Bardzo przypadło mi do gustu opowiadanie Miłość matki, choć przyznam, że spodziewałam się nieco innego pomysłu na fabułę. Do tego, bohater w Miłości matki nosi dokładnie takie samo imię jak bohater innego, wcześniejszego tekstu i zauważyłam niepokojące podobieństwa między tymi sylwetkami. Zakładając, że nie było to intencjonalne (a z całą pewnością nie, poza tym da się dostrzec pewne detale jednoznacznie wskazujące, że to nie ta sama postać) efekt końcowy wychodzi całkiem… zaskakujący.
W Lśnieniu w ciemności nie da się uniknąć opowiadań średnich, takich jak na przykład Cmentarny taniec Richarda Chizmara, możliwe, że znanego niektórym fanom gatunku z trylogii o Gwendy (Pudełko z guzikami Gwendy) współtworzonej ze Stephenem Kingiem. Tekst wypada na tyle przeciętnie, że po paru chwilach (i lekturze kolejnego opowiadania) praktycznie całkowicie wymazuje się z pamięci.
Niewątpliwie wciągającym okazało się opowiadanie Ketchuma i Caceka, w którym fabułę budują wymieniane na czacie wiadomości, wysyłane przez samotną nastolatkę i mieszkającego z kotem czterdziestolatka. Owszem, wiem jaki rodzaj fabuły przychodzi po tym zarysie na myśl – przyznam, że sama spodziewałabym się najbardziej oczywistego rozwiązania, a jednak, uważam, że końcówka może zaskoczyć. Poza tym zawsze mam słabość do zapisu historii w formie czy to epistolarnej, czy to epistolarnej uwspółcześnionej, właśnie za sprawą wiadomości na czacie, wymiany maili czy rozmów z innych komunikatorów i platform (przywodzi to nieco na myśl świetne opowiadanie Joe Hilla zapisane w formie Tweetów).

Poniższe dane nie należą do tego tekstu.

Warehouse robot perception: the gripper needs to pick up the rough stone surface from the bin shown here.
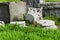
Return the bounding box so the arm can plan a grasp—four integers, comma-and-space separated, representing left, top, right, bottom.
10, 21, 26, 27
9, 1, 26, 21
25, 8, 42, 22
37, 20, 57, 29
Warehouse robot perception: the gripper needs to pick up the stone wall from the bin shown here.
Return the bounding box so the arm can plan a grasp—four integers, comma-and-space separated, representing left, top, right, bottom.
9, 1, 26, 21
43, 8, 60, 18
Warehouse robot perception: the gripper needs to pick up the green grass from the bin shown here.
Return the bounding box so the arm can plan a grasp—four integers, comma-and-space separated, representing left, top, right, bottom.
0, 24, 60, 40
45, 0, 60, 2
0, 0, 20, 2
44, 16, 60, 25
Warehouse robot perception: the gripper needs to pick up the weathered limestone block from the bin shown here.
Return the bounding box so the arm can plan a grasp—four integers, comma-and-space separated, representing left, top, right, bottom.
10, 21, 27, 27
37, 20, 57, 29
9, 1, 26, 21
25, 8, 42, 22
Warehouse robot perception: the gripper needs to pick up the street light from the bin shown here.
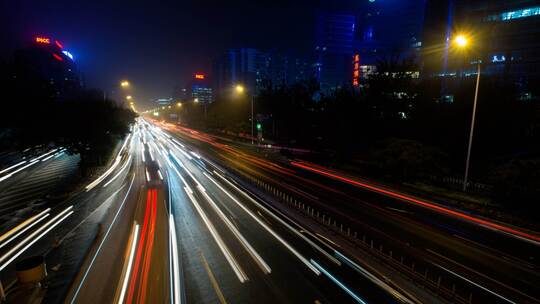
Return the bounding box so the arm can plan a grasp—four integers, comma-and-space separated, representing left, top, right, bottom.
235, 84, 254, 145
235, 84, 245, 94
454, 35, 482, 191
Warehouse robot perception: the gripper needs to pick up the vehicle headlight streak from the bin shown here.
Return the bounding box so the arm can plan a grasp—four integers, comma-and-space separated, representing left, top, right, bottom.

Na sam koniec wisienka, najbardziej zaskakującym (choć trochę to przeczy pierwszemu akapitowi tej recenzji) okazało się dla mnie opowiadanie Clive’a Barkera Pidgin i Theresa. Rozwiązania zastosowane przez autora potrafią wzbudzić niesmak, ale uważam, że właśnie ta bezkompromisowość w szokowaniu odbiorcy wypadła na plus dla autora. Poczułam się bardzo zachęcona do innych jego tytułów i właśnie dzięki temu tekstowi przypomniałam sobie, jak bardzo doceniam „próbki” możliwości twórców, jakie zawierają wszelakie antologie.
Jak już zapewne dało się zauważyć wyżej, Lśnienie w ciemności jest różnorodne i do tego jego odbiór będzie mocno uzależniony od preferencji odbiorcy. Myślę, że daleko mu do uniwersalności, ale też nie o to chodziło podczas planowania antologii. Jest ona raczej ukłonem w kierunku wiernych fanów, nie tylko Stephena Kinga, ale samego gatunku jakim jest groza. Sądzę, że to ciekawy smaczek w bibliotekach wszystkich amatorów horrorów, bardziej i mniej współczesnych, nie stanowi jednak też pozycji obowiązkowej.